Sunday, July 6, 2014
OK, so it's a little wet ...
The galerias romanas (Roman galleries) in Lisbon, Portugal are one of the harder architectural marvels to get into. A crack in one of the galerias means that the underground ruins are accumulating groundwater, and most of the year, they are flooded. Every year, the ruins are painstakingly drained (the process takes a full month) and visitors are allowed to enter for about 3 days. The rest of the year, the water is allowed to stay, at about 3m depth (10').
Which is a fun way to transition to talking about water in dungeons. Homeowners know all about the tendencies of underground spaces to accumulate water; we've invented sump pumps, French drains and all sorts of systems to reverse this tendency. But in dungeons it's a fascinating obstacle that I've thought about for a while now.
The first thing you have to decide about water is whether it is flowing or stagnant. If it is flowing underground, there must be some source: a river, spring or aquifer that is feeding the body, and a corresponding outlet. If there were no outlet, the body of water would continuously rise. (This is certainly a possibility: an extremely slow rising body of water, fed at a rate of well less than half an inch per year.)
Stagnant water has been deposited by some source and is not continuously refreshed. This is extremely dangerous to humans, since stagnant water is a breeding ground for disease and bacteria. Contact with a pool of such water should require some kind of appropriate disease checks; suitable rules exist in Blackmoor, the Dungeon Master's Guide and Lamentations of the Flame Princess. Drinking it is even more dangerous.
After that the next decision is depth. Water becomes a different type of obstacle depending on the depth. A foot deep permits more motion than two; three might be navigable for humans but is swimming territory for halflings. Deeper than that becomes a serious problem, if not totally impossible to cross. Water, of course, ruins most of the things adventurers carry; waterlogged boots can get mildew or mold, and generally become useless, while soaked torches or spellbooks are useless. Swords and armor will rust if not properly cared for. And swimming while in armor is basically impossible. Watch the video if you don't believe me – heck, even if you do believe me, it's a great experimental video.

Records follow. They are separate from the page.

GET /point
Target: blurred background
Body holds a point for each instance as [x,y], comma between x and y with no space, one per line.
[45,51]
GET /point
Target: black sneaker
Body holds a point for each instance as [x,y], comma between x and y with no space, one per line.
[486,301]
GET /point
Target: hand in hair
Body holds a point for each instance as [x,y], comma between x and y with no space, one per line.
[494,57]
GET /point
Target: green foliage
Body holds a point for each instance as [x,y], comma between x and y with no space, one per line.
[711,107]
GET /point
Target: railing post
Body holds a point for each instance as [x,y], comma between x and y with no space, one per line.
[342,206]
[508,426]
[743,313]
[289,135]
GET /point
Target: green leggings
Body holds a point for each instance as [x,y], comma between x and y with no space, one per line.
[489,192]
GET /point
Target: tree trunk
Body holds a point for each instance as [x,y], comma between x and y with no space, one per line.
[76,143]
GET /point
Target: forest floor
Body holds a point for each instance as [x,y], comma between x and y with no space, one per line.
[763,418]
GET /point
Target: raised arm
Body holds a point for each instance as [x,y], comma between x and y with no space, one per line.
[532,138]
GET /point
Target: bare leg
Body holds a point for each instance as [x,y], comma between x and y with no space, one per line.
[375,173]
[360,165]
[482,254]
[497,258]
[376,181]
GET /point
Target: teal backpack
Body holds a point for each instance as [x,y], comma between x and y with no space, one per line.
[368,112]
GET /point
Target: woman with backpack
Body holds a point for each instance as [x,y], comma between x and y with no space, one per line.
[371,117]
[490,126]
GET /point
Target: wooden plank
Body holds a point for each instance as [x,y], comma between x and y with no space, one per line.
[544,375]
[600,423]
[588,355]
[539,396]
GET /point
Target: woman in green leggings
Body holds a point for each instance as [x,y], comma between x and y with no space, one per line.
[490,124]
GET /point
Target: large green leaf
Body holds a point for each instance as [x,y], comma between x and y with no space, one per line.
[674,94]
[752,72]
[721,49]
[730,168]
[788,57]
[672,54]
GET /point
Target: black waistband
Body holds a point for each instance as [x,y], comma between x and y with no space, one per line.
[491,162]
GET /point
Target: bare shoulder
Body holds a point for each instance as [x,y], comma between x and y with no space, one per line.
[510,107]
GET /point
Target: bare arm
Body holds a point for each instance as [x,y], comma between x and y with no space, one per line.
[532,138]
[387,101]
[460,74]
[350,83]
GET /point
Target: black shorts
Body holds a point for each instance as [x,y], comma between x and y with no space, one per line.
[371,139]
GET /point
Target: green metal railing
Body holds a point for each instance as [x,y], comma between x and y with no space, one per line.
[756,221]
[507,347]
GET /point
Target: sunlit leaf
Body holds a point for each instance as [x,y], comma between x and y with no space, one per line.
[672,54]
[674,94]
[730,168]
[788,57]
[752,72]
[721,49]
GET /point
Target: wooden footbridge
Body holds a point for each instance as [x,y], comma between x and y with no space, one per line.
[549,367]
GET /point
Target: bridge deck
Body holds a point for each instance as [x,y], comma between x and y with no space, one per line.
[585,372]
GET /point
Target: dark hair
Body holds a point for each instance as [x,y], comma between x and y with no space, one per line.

Other factors can also be interesting: temperature, current, or brackishness. For instance, clear, cool water is very different from hot mineral spring water. In a dungeon near the sea, some water may be salty and undrinkable. And it could be very dangerous if the water has a strong current, pulling adventurers along with it as they try to navigate it. Varying any of these can create unique environments and pose certain challenges.
Now that we've put water into the dungeon, comes the payoff: all the water monsters in D&D are fair game. From sharks to sahuagin, from ixitxachitl to aboleths, and any kind of new monsters based on fish or whales or anything else you like, you've now got a reason to use these in dungeons. A long-standing version might have a blind cave version of the classic lake monster archetype, or vicious schools of piranha, or pretty much any cave swimmers you might imagine. It's a rich environment for monsters that aren't typical. And let's not forget about amphibians, arthropods and the like.
Of course where there are monsters, there is also treasure. This can be a bit tough to figure out. In chemically pure water, basically, copper, silver and gold should be relatively unaffected by corrosion. (In fact, copper coins in fresh water should tend to reduce the bacterial load.) The problem is that water is not pure and contains other minerals and compounds that will interact with metal. It could also complicate things if the coins are not pure metal. Seawater will corrode copper and silver coins, but leave gold fairly intact. Only acidity, introduced by the breakdown of wood or the general condition of sandy soil, would pose much of a danger to gold coins. The most dangerous thing would be an untreated wooden chest containing them.
Most gems will not be water soluble and should survive pretty well in tact. But iron is toast even if it gets minor exposure, as are most books or scrolls (leather parchment will be ruined and the ink will dissolve), and pretty much any wooden objects that aren't covered with tar, pitch or some other sealant. Magic items are the referee's call; it would be interesting to find a shining steel blade in a rotting leather scabbard and with a ruined handle, but the blade and tang in tact. Potions may or may not leak, which could have very interesting results – say, a wizard's laboratory where several potions have mixed together to form ... well, pretty much anything you want.
Water complicates everything very nicely. Spells will be interesting, from Sleep (does it turn into an effective Drown?) to Lightning Bolt and others. A Fireball might boil some of it. And of course there are many interesting spells and items that only work under water.
Given all these possibilities, it's a disappointment that there aren't more modules and books dealing with flooded environments. It's definitely something I keep intending to explore. I hope this inspires other referees to do the same.